Tintin wrote:I've always wondered, do the studios or film archives have records of all the extras who either worked on a particular film, or on a particular day? I know it must vary by studio and time period, I just wondered if any ever did. I suppose they must be named in payroll records, if those still exist. I was re-watching "Up the River" from 1930 and there were several actors who had small speaking parts for characters who even had names, but they're not listed in the IDMB. I wondered if I were doing detailed research on a film, if I could find this sort of record on it.
The best record for "deep" film credits are the Call Bureau Cast Sheets, which list most bit and day players. Probably the best collection of these is at the Academy Library, but it is hit and miss. What copies they have are often in the files for the individual films. A lot of this information was included in the AFI Catalog for the 1930s.
It is doubtful that any Central Casting records from this era survive. There may be other sources in some surviving production files, as in the Warner Bros. archive at USC--but this would entail going through daily production reports, and even then they might not include extras, but only go as deep as day players.
There is a little bit about extras in my book "Cecil B. DeMille's Hollywood," and Anthony Slide is writing a book about extras, so he may have some answers coming in that; but typically from the 1930s and into at least the 1970s, the way extras got work is they would get on the phone starting about 6:00 AM and start calling Central Casting every five minutes until they either got a job or were told there was nothing today. They's stop calling by 9:00 AM, because shooting would have started for the day. Then they might call again in the late morning to see if any people were required in the afternoon, or to report in and see if they might pick up anything else for the rest of the day. I don't know for sure how they got paid, but I would imagine it would be similar to actors hired for post-produvtion sound "walla" sessions.

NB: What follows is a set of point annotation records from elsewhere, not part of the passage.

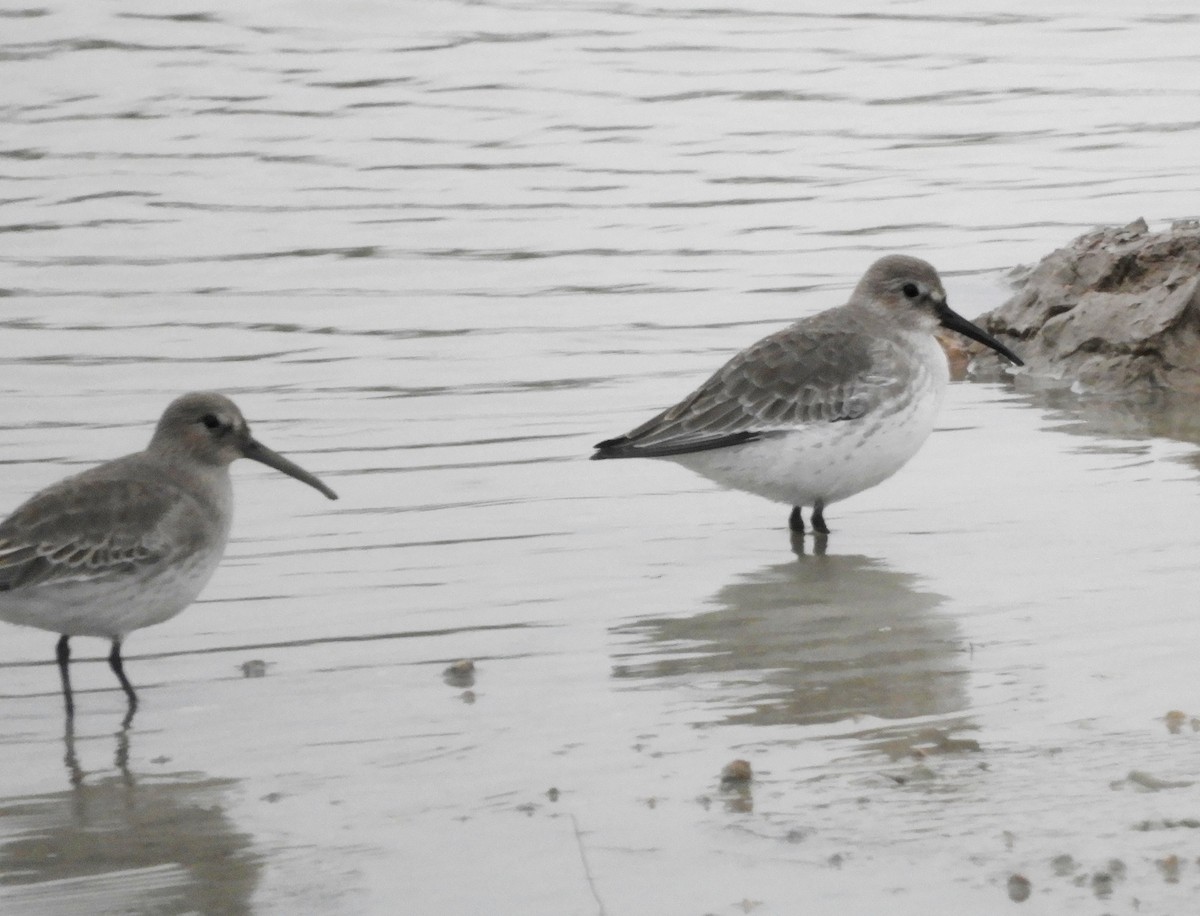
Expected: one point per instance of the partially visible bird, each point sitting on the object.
(132, 542)
(826, 407)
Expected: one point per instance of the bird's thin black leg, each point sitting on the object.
(819, 525)
(63, 653)
(114, 662)
(796, 521)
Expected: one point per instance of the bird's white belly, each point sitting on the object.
(115, 605)
(831, 461)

The actors check in with a contractor, or production person, verify eligibility for employment, and sign in with a start time, and sign out with a finish time, and then the time cards and other information are turned over to whoever is responsible for the payroll--the studio on a studio production, or the accounting office on an independent. So, unless an extra is called back for contiuity purposes (or a favorite of a particular director or producer), they are virtually anonymous to the the production--except of course the "preferred" extras worked all the time and would become more familiar to the prouction folks.
The only film on which I know a complete (or at least as complete as humanly possible) is DeMille's 1956 "Ten Commandments>" The document is in the DeMille collection at BYU. I don't remember the exact page count--but it's probably in the neighborhood of 150 pages of 8.5x14" legal size paper with three columns of names on each page after the principals and bit players with role names are listed.